Join the Conversation

To sign in, use your existing MySonicWall account. To create a free MySonicWall account click "Register".

DoublePulsar was not recognized by SonicWall

DenDen Newbie ✭

Hello,

We had several hosts infected by DoublePulsar malware infection. The hosts were actively scanning the network but were not recognized by SonicWall alerts.

Maybe I need enable some additional settings?

And it would be goot to know - is it possible to get data about viruses alerts from sonicwall via SNMP?

NSA 2600 and NSA 3600 are using in our company.

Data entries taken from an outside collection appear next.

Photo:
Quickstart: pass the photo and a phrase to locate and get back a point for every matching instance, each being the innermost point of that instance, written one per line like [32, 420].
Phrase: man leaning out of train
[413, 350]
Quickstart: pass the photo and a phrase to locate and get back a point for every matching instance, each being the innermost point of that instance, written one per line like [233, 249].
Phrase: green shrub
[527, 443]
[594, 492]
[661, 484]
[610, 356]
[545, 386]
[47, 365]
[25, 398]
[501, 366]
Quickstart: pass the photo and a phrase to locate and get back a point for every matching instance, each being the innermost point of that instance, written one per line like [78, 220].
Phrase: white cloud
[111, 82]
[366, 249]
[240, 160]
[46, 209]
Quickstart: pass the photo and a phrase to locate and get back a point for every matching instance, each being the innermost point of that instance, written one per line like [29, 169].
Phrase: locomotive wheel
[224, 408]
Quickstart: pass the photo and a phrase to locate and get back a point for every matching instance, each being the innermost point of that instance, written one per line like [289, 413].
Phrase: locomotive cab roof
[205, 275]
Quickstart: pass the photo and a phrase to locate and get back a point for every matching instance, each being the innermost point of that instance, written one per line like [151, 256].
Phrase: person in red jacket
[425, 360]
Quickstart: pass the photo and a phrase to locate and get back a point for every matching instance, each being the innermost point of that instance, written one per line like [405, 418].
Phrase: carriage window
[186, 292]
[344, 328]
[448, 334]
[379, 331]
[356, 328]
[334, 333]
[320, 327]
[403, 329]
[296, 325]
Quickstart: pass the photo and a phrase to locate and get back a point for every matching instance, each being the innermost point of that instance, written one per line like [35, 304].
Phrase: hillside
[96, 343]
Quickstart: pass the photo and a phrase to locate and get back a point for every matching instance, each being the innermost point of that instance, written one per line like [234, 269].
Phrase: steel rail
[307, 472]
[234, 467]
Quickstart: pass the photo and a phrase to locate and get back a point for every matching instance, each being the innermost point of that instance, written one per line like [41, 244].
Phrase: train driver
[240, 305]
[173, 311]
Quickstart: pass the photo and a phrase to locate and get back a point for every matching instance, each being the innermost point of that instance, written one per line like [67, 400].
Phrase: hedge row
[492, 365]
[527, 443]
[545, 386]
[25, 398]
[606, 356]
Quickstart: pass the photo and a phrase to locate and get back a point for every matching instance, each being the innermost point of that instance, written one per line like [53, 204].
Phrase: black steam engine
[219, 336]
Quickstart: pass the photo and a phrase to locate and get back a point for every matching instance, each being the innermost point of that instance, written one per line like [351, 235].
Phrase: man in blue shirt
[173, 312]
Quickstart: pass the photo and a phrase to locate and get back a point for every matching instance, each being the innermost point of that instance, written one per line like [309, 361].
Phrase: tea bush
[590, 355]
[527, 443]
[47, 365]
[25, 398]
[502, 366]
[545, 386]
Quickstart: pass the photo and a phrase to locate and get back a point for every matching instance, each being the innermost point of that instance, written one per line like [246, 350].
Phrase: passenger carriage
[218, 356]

Firmware Version: SonicOS Enhanced 6.5.3.2-14n

Signature database downloaded: UTC 05/29/2020


Thank you in advance.

Category: High End Firewalls
Reply

Answers

  • fmadiafmadia Moderator

    Hi @Den ,

    I'm sorry to hear that. So far the SonicWall should be able to recognize all the known DoublePulsar variants and with Capture ATP we should be able to detect most of the unknown as well.

    In order to understand better we should know more what type of services you have enabled on your firewall (i.e. Gateway AV, Capture ATP, etc.), whether DPI-SSL is enabled or not and what type of End-Point protection is applied (the threat could have been introduced also using a USB Key or from someone's laptop).

    Regarding SNMP, we have MIBs including all threats detected and prevented by our Security Services.

    Best option would be to open a Support ticket so our team can make sure everything is configured properly.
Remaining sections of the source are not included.